The phylogenetic analysis allowed us to identify the evolutionary relationships among the 48 ERMAP alleles, predict 4243 potential ancestral alleles and calculate a posterior probability for each of these unobserved alleles. Some of them coincide with observed alleles that are extant in the population.

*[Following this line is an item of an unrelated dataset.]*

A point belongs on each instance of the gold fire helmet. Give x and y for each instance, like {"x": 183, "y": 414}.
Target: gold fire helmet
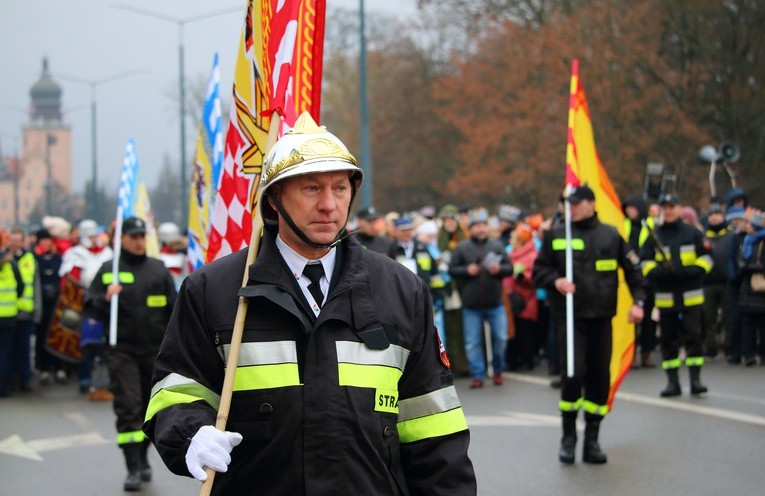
{"x": 307, "y": 148}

Our proposed strategy places known alleles in a phylogenetic framework, allowing us to describe as-yet-undiscovered alleles. In this new approach, which relies heavily on the accuracy of the alleles used for the phylogenetic analysis, an expanded set of predicted alleles can be used to infer alleles when large genotype data are analyzed, as typically generated by high-throughput sequencing. The alleles identified by studies like ours may be utilized in designing of microarray technologies, imputing of genotypes and mapping of next generation sequencing data.
下一代测序产生的序列信息通常使用单倍型相位算法进行计算相位。利用实验得出的等位基因或单倍型信息可以改善这种预测,这在 HLA 分型中经常使用。我们最近建立了一个包含大量长 ERMAP 等位基因的数据集,这些等位基因编码 Scianna 血型系统中的蛋白质变体。我们提出了这组 48 个等位基因的系统发育,并确定了推导观察到的等位基因的进化步骤。
我们之前发表的所有经过物理确认的 48 个 ERMAP 等位基因,每个等位基因的核苷酸序列都超过 21kb。使用全序列进行比对,并手动提取变异位点。贝叶斯合并算法(在 BEAST v1.8.3 中实现)用于估计这些变体的合并系统发育,以及系统发育内部节点的等位基因祖先状态。
系统发育分析使我们能够确定 48 个 ERMAP 等位基因之间的进化关系,预测 4243 个潜在的祖先等位基因,并为每个未观察到的等位基因计算后验概率。其中一些与现存于人群中的观察到的等位基因吻合。
我们提出的策略将已知的等位基因置于系统发育框架中,使我们能够描述尚未发现的等位基因。在这种新方法中,严重依赖于用于系统发育分析的等位基因的准确性,可以在分析大型基因型数据时使用扩展的预测等位基因集来推断等位基因,如高通量测序通常产生的。像我们这样的研究中确定的等位基因可以用于设计微阵列技术、基因型推断和下一代测序数据的映射。